Discretionary fund managers (DFMs) are one group where this has been particularly obvious.
Many DFMs prospered on the back of 2013’s RDR rules, which led many advisers to outsource their investment responsibilities.
But several years later, heightened levels of regulation have exposed complications in the partnership between an adviser and DFM.
Mifid II, which came into force at the start of 2018, placed many fresh reporting requirements on intermediaries.
These, for one, have raised questions about the extent to which advisers use DFMs.
Under Mifid II, intermediaries must provide their clients with annual cost and charges reports, outlining how investment returns have been affected by fees and other costs.
For some advisers, these reports have made it difficult for them to justify DFM fees to clients, meaning more assets could be run in-house in future.
On the other hand, the FCA’s Prod requirements, introduced alongside Mifid II rules, require advisers to segment clients by their needs.
Additional burdens and complications such as these could convince more advisers to use DFMs.
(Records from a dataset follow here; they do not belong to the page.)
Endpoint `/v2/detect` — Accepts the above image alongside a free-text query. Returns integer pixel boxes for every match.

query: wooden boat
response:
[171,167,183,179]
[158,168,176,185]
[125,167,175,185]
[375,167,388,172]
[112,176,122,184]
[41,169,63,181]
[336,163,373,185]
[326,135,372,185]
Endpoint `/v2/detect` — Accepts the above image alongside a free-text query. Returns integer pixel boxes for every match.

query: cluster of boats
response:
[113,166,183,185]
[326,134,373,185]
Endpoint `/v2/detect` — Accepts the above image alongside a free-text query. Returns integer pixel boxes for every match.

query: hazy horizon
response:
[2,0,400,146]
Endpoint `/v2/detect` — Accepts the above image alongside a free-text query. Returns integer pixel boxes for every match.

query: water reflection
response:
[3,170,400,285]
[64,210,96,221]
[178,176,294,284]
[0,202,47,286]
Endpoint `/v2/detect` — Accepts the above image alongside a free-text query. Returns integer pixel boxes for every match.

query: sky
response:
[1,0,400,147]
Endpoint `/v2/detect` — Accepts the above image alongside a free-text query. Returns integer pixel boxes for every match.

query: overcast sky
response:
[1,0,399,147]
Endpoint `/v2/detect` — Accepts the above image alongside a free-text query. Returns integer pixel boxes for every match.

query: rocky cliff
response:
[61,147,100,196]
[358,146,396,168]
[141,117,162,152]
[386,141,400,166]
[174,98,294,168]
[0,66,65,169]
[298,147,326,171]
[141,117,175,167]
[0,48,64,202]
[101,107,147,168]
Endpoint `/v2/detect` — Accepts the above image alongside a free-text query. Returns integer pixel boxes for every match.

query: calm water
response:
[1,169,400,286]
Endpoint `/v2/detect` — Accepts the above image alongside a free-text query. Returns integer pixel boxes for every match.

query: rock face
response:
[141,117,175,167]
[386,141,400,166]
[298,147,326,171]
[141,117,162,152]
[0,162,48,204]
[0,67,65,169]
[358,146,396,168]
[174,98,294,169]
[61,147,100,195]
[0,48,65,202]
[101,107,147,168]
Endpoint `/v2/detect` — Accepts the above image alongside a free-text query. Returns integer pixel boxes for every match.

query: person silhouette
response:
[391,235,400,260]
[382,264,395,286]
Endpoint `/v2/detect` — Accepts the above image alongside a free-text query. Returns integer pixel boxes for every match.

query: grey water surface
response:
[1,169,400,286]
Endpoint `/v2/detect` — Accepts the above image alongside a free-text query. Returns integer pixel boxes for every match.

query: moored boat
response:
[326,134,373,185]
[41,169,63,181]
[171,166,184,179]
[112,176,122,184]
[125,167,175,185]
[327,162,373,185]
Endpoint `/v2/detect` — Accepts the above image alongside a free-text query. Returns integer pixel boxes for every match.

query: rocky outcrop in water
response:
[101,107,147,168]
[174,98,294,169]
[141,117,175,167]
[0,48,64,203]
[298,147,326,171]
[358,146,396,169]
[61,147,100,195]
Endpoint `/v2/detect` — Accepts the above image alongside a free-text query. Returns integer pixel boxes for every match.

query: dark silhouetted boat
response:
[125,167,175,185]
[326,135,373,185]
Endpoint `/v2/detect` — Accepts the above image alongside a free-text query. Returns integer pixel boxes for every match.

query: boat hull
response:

For those who do use DFMs, today’s regulatory environment can create confusion about how this partnership works.
One notable example concerns the Mifid II rule that clients must be informed within 24 hours if the overall value of their portfolio has fallen by 10 per cent or more in a reporting period.
This applies to portfolios run on a discretionary basis, either by advisers themselves or those outsourced to a DFM.
In the latter case, there can be confusion about who informs the client.
If advisers are operating under an “agent as client” agreement, serving as the DFM’s client on behalf of the end investor, some have argued that only the adviser needs to be informed.
However, if the end client has been “introduced” to a DFM by the adviser, clarification is needed on whether the DFM should directly contact them or simply inform the adviser.
This is further complicated when portfolios are held on platforms, which may have the information required. As such, advisers need to clarify how the process works.
Other less obvious issues have emerged around how a DFM is appointed.
As noted, an adviser can work under an agent as client arrangement, essentially dealing with the DFM on behalf of the end investor.
But the Personal Finance Society (PFS) warns that some intermediaries believe they are operating under such arrangements without in fact having the correct level of authorisation.